Cependant, nos difficultés résident principalement dans les problématiques ou les freins rencontrés par les travailleurs sociaux dans leur travail de sensibilisation : surcharge de travail généralisée du secteur, manque d’intérêt ou méconnaissance de l’espace culturel, faible cautionnement des projets culturels – proposer des solutions à des problèmes estimés secondaires (accès à la culture) s’oppose à la nécessité (et l’urgence) de résoudre des problèmes primaires (nourriture, santé, logement) –.

Nous remarquons cependant que l’action culturelle, quand elle s’envisage de manière intégrée au travail social et à ses objectifs, devient appui, soutien aux personnes et aux objectifs de l’association plutôt que surcharge de travail ou simple divertissement.

« Les sorties culturelles entrent dans le cadre pédagogique que les professeurs développent tout au long de leurs cours, en fonction bien entendu, et de la dynamique du groupe, et de la diversité des possibilités d’activités. » (Collectif d’alphabétisation)*

« Ils connaissent le lieu où ils vivent, où ils font les courses et le centre c’est tout. Il y a ce côté-là de réappropriation de l’espace urbain et qui, à mon sens, est aussi intimement lié au discours sur la culture […] pas seulement de s’approcher de la culture, mais aussi de l’espace, de ce qu’il représente symboliquement. » (Centre social)*

« J’ai vraiment vu un changement aussi au niveau des personnes. Et puis les gens se sont parlés entre eux, de dire « mais viens avec moi, on y va ce soir ensemble » parce qu’ils n’avaient pas trop envie d’y aller tout seul. Et donc, il y a eu toute une dynamique qui a changé… »  (Restaurant social)*

Notre travail quotidien de proximité avec le secteur social tente aussi de démonter toute forme de conditionnalité qui lierait obtention de tickets au « mérite à l’intégration (sociale, professionnelle…) » qui s’oppose au fondement même de notre conception de démocratisation de la culture.

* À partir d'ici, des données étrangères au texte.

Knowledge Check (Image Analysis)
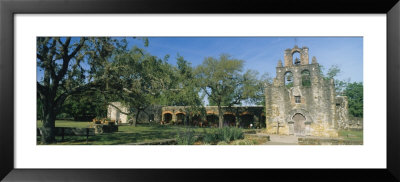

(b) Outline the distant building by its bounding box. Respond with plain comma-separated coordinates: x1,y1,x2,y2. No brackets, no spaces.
107,46,350,137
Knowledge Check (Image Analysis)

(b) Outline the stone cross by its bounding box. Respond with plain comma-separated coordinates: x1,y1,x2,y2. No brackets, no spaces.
274,122,283,135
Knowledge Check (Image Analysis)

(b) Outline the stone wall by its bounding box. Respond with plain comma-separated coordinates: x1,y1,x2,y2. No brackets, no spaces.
265,46,347,137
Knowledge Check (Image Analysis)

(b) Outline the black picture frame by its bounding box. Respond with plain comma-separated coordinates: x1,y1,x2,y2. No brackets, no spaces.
0,0,400,181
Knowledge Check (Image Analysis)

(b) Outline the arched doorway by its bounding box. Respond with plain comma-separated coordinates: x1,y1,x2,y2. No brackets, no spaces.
205,114,219,127
176,113,185,125
190,114,201,126
240,113,254,128
293,113,306,136
224,114,236,126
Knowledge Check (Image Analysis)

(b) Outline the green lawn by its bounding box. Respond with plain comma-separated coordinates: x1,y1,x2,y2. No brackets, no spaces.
37,120,91,128
37,120,256,145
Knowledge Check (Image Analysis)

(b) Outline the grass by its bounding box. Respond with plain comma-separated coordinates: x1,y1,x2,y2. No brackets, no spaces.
339,130,363,141
37,120,91,128
37,120,258,145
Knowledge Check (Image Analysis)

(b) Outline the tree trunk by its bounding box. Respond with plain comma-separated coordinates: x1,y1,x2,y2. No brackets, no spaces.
218,105,224,128
132,109,140,127
40,109,56,144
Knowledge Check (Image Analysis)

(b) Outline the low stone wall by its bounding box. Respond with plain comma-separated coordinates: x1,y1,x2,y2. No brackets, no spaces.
92,124,118,134
298,137,363,145
127,139,177,145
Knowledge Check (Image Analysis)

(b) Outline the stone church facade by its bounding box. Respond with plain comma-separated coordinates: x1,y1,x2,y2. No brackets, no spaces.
107,46,349,137
265,46,348,137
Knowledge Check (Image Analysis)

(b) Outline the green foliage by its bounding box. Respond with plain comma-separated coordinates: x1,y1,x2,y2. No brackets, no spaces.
203,127,244,144
60,91,108,121
344,82,364,117
203,129,218,144
176,128,196,145
196,54,263,127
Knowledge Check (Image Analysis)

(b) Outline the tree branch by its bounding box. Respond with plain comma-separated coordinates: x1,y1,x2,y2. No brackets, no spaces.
108,102,130,115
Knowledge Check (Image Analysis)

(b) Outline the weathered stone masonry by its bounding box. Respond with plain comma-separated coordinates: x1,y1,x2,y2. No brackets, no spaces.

Une enquête récente permet de constater que l’adhésion, la motivation, l’implication des travailleurs s’avèrent primordiales pour garantir un service optimal aux publics : écouter leurs publics pour décoder les envies, assurer l’accompagnement individuel ou collectif dans les réservations, l’orientation géographique, la projection dans le temps, décomplexer les publics face à l’inconnu, utiliser et/ou donner une visibilité pour les outils et services mis à disposition, favoriser des espaces de rencontres avec des artistes, des institutions culturelles pour questionner le sens, la forme des spectacles, renforcer l’esprit critique, multiplier les clés de compréhension de son environnement. Mais, dépasser l’unique « distribution à la demande » nécessite inévitablement du temps de travail, et donc du personnel. La reconnaissance du rôle de la culture, la définition d’un projet culturel par l’équipe entière sont des éléments fondateurs pour une action efficace et durable à destination de l’ensemble du public et non pas uniquement à des personnes déjà concernées par l’espace culturel.*

Les partenaires culturels

Il n’y a pas de jugement de valeur dans les partenariats culturels que nous concluons. Nous les acceptons du moment qu’ils ne soient pas antidémocratiques et ne grèvent pas totalement notre budget. Il doit pourtant s’agir de programmation professionnelle. Pourquoi ? A priori, pour garantir la qualité, mais il est vrai que nous ne nous sommes pas encore interrogés assez sur des spectacles proposés hors champ, hors cadre.

Comme notre enquête nous le démontre, nos partenaires culturels trouvent en Article 27 une possibilité importante de se tourner vers d’autres publics.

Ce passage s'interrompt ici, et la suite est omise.